[PATCH] spec: keep existing nwfilters uuid on update

Andrea Bolognani abologna at redhat.com
Thu Dec 3 17:31:42 UTC 2020


On Thu, 2020-12-03 at 17:39 +0100, Michal Privoznik wrote:
> On 10/26/20 10:21 AM, Nikolay Shirokovskiy wrote:
> > -cp %{_datadir}/libvirt/nwfilter/*.xml %{_sysconfdir}/libvirt/nwfilter/
> > +# keep existing filters uuid on update
> > +for dfile in %{_datadir}/libvirt/nwfilter/*.xml; do
> > +    sfile=%{_sysconfdir}/libvirt/nwfilter/`basename $dfile`
> > +    if [ -f "$sfile" ]; then
> > +      uuidstr=`sed -n '/<uuid>.*<\/uuid>/p' "$sfile"`
> > +      if [ ! -z "$uuidstr" ]; then
> > +        sed -e "s,<filter .*>,&\n$uuidstr," "$dfile" > "$sfile"
> > +        continue
> > +      fi
> > +    fi
> > +    cp "$dfile" "$sfile"
> > +done
> 
> I wonder if we should treat these .xml files as config files. I mean, 
> they can be changed by user and if they have been we should not touch 
> them at update no matter what.
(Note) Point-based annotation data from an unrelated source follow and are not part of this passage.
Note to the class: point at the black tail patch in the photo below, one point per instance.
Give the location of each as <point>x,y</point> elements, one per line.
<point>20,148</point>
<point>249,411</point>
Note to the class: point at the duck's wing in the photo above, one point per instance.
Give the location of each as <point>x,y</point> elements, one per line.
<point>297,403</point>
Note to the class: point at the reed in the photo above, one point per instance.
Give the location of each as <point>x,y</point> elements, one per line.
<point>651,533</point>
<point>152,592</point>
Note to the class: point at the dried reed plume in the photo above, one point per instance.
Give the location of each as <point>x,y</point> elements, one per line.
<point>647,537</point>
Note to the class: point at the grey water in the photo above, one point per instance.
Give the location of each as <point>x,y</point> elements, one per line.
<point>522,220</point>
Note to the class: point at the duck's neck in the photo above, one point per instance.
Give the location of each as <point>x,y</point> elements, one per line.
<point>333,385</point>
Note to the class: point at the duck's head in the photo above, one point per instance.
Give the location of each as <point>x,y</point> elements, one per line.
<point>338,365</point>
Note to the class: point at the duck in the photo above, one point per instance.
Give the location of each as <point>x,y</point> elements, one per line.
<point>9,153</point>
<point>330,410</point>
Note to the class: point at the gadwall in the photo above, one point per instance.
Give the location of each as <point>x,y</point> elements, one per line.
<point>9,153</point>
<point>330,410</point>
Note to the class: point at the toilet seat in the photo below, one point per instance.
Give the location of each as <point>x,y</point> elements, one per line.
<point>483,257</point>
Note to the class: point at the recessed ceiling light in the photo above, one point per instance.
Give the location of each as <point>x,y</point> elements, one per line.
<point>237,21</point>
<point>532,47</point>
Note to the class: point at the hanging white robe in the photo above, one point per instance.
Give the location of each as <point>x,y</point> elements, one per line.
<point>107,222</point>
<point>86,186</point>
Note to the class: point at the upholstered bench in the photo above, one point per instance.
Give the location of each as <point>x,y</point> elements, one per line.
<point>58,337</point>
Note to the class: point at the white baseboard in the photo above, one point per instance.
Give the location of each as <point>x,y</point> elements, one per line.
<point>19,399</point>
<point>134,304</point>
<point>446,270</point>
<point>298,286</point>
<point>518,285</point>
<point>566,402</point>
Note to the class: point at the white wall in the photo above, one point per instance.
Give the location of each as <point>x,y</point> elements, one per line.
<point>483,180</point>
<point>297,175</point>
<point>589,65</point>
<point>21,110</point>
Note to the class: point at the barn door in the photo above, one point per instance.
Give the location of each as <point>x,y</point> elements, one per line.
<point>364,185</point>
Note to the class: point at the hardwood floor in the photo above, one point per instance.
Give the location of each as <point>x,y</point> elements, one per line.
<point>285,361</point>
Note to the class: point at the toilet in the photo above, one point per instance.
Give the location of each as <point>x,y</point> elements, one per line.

But if they haven't, then we should 
> replace them because they may contain new, better rules.
> 
> I've read spec file documentation here and it looks like 
> %config(noreplace) is doing just that:
> 
> https://rpm-packaging-guide.github.io/#more-on-macros
> 
> Would that solve the issue?

I think treating them as configuration files is exactly the opposite
of what we want to do, because they contain generated data (the
UUID) and so they will *always* be different from what was included
in the package.

I believe the only sane way to deal with them is mirror what we do
for the default network, and just leave the files in /etc alone if
they already exist: the user might miss out on improvements, but
that's still preferable to potentially wipe out local changes.